ON the face of it, this is the sensible option.
Petrol rather than diesel to avoid controversy and likely increases in taxation, and a practical family shape to absorb all the family clutter.
But get behind the neat leather stitched wheel of the Audi Q5 2.0 quattro TFSI and floor the accelerator and it feels spirited and sporty rather than sensible.
With a 60mph dash covered in a mere six seconds or so, the five door high-riding SUV is capable of leaving behind many hot hatches and quite a few roadsters.
Sure, there are faster models in the Q5 line-up - witness the 3.0-litre turbo diesel and the blatantly performance-orientated SQ5 with its 347bhp petrol engine...almost 100 horsepower more than the 2.0 TFSI
But for its price - Â£40,965 - the inoffensively styled TFSI offers buckets of power accompanied by modest fuel costs.
The unbroadcast mantra of the Audi is efficiency and refinement.
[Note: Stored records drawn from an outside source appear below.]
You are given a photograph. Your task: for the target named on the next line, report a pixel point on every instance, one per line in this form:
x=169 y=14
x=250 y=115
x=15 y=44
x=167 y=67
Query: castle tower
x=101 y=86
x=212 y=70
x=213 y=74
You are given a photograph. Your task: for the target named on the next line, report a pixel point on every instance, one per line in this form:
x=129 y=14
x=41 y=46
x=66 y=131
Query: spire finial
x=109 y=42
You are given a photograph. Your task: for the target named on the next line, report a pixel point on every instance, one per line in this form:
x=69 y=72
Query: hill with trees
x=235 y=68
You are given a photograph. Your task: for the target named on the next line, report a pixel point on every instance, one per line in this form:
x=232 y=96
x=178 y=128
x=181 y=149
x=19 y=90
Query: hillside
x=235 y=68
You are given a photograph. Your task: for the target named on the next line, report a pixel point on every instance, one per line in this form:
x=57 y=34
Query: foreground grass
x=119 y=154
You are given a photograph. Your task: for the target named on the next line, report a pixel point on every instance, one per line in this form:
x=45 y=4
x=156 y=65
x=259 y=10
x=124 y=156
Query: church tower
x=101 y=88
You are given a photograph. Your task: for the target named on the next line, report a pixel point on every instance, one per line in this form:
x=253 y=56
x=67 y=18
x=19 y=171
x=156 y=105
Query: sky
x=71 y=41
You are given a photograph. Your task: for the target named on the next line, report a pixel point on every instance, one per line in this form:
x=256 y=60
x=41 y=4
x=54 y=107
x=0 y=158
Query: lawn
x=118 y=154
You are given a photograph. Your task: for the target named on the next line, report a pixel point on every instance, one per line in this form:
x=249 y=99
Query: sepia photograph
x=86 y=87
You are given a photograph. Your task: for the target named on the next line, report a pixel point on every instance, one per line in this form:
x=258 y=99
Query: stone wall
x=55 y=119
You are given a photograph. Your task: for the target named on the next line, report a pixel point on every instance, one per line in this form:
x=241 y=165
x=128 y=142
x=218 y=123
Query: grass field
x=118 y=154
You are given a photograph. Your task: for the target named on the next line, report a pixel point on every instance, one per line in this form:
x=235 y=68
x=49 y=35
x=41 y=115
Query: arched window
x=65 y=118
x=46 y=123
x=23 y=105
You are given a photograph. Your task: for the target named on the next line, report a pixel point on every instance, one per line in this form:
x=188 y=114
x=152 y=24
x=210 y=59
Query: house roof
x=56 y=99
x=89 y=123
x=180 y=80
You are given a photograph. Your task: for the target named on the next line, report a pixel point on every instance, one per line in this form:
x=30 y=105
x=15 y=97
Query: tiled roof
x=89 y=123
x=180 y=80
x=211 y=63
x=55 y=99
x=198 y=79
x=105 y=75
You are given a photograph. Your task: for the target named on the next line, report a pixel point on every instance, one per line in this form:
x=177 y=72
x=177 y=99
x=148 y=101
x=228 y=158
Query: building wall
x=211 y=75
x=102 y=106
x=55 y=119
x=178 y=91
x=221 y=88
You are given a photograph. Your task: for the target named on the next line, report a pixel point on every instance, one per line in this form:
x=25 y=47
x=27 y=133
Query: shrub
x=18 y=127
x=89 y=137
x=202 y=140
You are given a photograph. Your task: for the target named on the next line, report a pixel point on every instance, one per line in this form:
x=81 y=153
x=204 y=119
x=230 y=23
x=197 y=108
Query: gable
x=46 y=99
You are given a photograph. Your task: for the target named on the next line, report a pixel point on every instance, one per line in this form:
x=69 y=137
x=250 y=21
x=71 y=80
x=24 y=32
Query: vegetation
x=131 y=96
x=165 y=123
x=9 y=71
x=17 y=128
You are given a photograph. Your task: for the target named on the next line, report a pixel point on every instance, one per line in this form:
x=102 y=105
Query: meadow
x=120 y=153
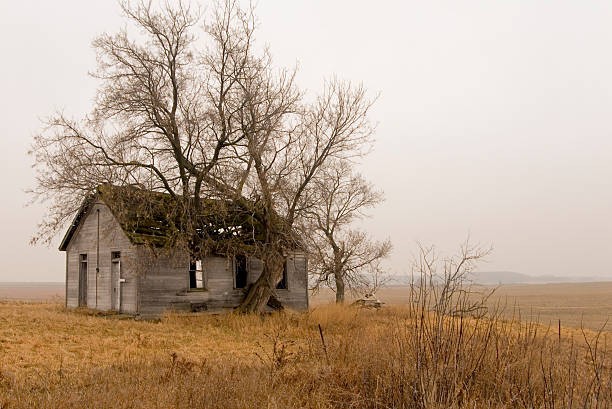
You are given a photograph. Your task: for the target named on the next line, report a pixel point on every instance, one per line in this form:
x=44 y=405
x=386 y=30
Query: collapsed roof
x=158 y=219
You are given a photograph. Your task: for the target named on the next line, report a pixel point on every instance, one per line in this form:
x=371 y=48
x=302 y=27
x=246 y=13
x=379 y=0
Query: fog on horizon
x=494 y=119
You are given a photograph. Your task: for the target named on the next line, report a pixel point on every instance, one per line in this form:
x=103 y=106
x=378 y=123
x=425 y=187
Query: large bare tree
x=190 y=107
x=342 y=257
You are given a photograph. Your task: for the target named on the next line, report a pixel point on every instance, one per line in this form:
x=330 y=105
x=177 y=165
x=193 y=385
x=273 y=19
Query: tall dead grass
x=404 y=357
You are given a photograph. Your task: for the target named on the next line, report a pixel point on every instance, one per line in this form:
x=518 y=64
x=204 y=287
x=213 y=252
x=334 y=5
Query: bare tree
x=445 y=285
x=194 y=111
x=344 y=258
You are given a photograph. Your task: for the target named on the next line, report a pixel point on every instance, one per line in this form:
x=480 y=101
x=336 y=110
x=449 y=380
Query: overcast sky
x=495 y=118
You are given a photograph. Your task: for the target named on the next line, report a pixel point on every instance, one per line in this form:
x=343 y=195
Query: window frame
x=235 y=271
x=193 y=269
x=285 y=279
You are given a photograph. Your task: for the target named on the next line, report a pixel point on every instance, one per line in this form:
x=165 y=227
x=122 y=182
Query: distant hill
x=510 y=277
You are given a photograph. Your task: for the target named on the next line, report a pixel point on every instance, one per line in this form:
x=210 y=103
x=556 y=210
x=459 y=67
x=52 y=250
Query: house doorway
x=82 y=280
x=116 y=281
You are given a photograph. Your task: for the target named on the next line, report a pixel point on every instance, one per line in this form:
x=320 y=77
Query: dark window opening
x=196 y=274
x=82 y=280
x=83 y=259
x=282 y=284
x=240 y=271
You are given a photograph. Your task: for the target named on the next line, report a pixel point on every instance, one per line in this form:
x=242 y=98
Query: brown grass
x=396 y=357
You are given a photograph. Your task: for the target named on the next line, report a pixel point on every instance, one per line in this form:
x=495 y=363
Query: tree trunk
x=339 y=288
x=260 y=292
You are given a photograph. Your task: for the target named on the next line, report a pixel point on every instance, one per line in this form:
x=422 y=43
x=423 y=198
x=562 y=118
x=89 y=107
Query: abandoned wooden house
x=111 y=265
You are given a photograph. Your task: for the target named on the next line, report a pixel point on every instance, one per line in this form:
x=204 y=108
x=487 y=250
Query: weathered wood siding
x=296 y=294
x=155 y=284
x=165 y=285
x=112 y=238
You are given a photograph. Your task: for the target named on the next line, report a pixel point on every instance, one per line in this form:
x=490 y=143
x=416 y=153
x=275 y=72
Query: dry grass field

With little wind noise and one of the quietest four-cylinder engines on the market, it emits barely a murmur at cruising speeds. Even under full acceleration noise levels are lower than most prestige saloons, let alone SUVs.
Neither of its two diesel sisters can compete with the TFSI's silent progress.
Coupled to a seven-speed S tronic automatic gearbox, which self-changes smoothly and almost imperceptibly, progress is rapid and relaxed.
Quattro four wheel drive is standard on this model and allows all the power to be put down on the Tarmac without sign of unseemly tyre-scrabbling.
Obviously it really comes into its own on slippery or greasy road surfaces but in normal day-to-day driving owners benefit from the all-paw adhesion both during enthusiastic cornering and getting away sharply from traffic lights.
While torque is less impressive than a diesel, there's remains ample pulling power for most towing requirements.
Cabin design is an Audi strength and the Q5 is beautifully appointed with tactile, heavy-duty plastic mouldings, attractive detailing and easy-to-read dials.
The switchgear and the materials used for the facia and about the cabin are of the highest quality giving the owner a genuine feel-good experience.
The car I drove came with the optional Audi ‘virtual cockpit' which allows you to customise the screen directly in front of the driver, making following the sat nav much easier. There's also a central touchscreen from which many of the functions are operated via a small wheel near the gear selector.
Rear legroom isn't best in class but there's stacks of luggage space - 550 litres to be precise, and 1,550 litres when the rear seats are folded.
The previous Q5 attracted criticism for its joggly ride, but the current version which is noticeably lighter and more taut is far more composed and less affected by poor surfaces. It grips well through bends with little body roll and happily absorbs most bumps and road imperfections.
This aspect could be still better if shod with higher profile rubber and slightly smaller wheels.
While the two-litre diesel is undoubtedly more frugal, the TFSI still manages to notch up around 33mpg with a best in my hands of 39mpg during a gentle cross country run.